If the Bears were to beat Green Bay and fall short later in the postseason, even well short of a Super Bowl, it would still register as a long-term win. Developmental. Foundational. The kind of season you point back to years later and say, that’s when it became real. Johnson would be able to say — credibly — that his program didn’t just win games, it handled pressure, beat its biggest rival when it mattered most, and cleared one of the final psychological hurdles this franchise has faced for decades.

The flip side is uncomfortable, but unavoidable.

Losing this game — at home, in the playoffs, to Green Bay — would cast a shadow that no amount of logic could fully erase. Even if it’s irrational. Even if the Bears are ahead of schedule. Even if the future remains bright. Losing to the Packers in January has a way of flattening everything else, of reframing a season through a harsher lens. It wouldn’t invalidate what the Bears accomplished in 2025, but it would sting in a way that lingers longer than a typical playoff loss.

That’s part of why this week feels tense rather than celebratory.

Jeff Hanisch-Imagn Images

The Packers have leaned into it. Their players have openly welcomed the opportunity to end the Bears’ season. Their fans have reveled in the idea. The national media has followed suit, casting Green Bay as the dangerous road team with playoff scars and institutional confidence. And despite Chicago’s division title — despite the Bears beating Green Bay at Soldier Field just weeks ago — Vegas has installed the Bears as home underdogs.

That detail matters. It reinforces the reality that Chicago is still fighting perception as much as opponents.

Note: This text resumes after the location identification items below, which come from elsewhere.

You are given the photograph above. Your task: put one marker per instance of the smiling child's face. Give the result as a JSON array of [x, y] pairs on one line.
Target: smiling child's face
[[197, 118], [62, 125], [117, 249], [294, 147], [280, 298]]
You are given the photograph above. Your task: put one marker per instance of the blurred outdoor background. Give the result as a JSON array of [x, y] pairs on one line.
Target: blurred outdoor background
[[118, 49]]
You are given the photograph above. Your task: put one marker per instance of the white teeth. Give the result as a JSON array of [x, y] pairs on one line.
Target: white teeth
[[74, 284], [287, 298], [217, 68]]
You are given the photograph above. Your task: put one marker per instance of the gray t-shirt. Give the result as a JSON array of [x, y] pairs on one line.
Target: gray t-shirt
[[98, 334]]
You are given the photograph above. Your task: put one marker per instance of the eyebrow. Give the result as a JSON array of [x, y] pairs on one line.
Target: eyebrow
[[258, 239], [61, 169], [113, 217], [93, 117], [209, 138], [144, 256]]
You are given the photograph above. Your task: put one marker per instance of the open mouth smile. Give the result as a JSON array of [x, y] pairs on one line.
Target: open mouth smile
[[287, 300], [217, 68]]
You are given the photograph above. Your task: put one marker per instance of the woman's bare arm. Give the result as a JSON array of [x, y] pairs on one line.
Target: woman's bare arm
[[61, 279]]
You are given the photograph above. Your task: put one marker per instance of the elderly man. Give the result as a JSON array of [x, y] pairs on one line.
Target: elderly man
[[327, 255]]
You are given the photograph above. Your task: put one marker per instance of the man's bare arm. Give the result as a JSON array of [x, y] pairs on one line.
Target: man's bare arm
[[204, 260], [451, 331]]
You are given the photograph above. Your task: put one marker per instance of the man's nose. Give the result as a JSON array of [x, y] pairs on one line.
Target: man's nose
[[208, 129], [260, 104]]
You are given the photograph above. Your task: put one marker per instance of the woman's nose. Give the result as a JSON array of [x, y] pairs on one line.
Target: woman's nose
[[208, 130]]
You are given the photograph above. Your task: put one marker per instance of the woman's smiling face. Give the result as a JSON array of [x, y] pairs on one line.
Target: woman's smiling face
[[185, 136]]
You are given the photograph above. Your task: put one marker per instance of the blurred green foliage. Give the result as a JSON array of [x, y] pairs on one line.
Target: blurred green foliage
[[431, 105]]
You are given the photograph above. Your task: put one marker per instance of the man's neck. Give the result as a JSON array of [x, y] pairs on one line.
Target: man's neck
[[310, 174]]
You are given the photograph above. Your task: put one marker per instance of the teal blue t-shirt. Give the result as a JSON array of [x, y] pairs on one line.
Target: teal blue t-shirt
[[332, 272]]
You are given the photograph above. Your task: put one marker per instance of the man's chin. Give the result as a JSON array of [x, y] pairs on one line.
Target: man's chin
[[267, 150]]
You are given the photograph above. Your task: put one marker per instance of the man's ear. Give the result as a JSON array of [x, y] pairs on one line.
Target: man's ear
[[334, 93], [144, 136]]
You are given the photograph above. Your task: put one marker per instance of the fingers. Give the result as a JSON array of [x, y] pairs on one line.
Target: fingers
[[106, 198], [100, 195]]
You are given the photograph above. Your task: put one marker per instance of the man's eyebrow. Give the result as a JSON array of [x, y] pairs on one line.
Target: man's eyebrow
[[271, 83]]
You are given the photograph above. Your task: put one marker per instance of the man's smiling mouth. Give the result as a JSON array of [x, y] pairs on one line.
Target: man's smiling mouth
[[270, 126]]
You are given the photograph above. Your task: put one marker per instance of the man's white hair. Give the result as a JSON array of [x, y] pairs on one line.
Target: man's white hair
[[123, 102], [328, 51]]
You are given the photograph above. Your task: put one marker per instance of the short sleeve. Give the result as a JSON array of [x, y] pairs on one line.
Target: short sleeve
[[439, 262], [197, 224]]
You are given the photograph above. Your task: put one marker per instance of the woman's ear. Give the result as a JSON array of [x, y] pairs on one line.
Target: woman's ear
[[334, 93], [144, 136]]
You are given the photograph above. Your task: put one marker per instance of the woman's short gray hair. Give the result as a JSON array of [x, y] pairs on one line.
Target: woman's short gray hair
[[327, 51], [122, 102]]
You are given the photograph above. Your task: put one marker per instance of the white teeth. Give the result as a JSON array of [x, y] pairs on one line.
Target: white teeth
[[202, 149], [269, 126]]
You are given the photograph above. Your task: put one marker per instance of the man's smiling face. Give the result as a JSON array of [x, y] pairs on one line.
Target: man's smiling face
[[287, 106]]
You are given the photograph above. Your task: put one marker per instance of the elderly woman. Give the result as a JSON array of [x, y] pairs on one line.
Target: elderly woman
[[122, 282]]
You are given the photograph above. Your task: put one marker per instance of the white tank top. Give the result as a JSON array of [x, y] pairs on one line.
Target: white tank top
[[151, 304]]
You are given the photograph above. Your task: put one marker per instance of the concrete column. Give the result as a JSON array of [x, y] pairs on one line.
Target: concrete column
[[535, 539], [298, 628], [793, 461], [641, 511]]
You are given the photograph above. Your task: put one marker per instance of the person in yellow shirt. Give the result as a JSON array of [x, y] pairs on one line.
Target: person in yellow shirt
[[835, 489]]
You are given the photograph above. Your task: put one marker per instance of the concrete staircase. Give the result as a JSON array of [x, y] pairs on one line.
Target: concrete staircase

For Johnson, this is the kind of game that defines early tenures. Win it, and the Bears don’t just advance — they alter expectations for what comes next. Lose it, and the offseason conversation inevitably shifts toward what still hasn’t been cleared. Fair or not, that’s the weight of this rivalry.

This is why Saturday feels heavier than a typical Wild Card game. It’s not just about surviving and advancing. It’s about momentum, credibility, and belief. About whether the Bears’ 2025 season is remembered as a breakthrough — or as another step that still stopped short where it’s always stopped before.

Everything Chicago has built under Ben Johnson points toward sustainability. But beating the Packers in the playoffs? That would make it feel real.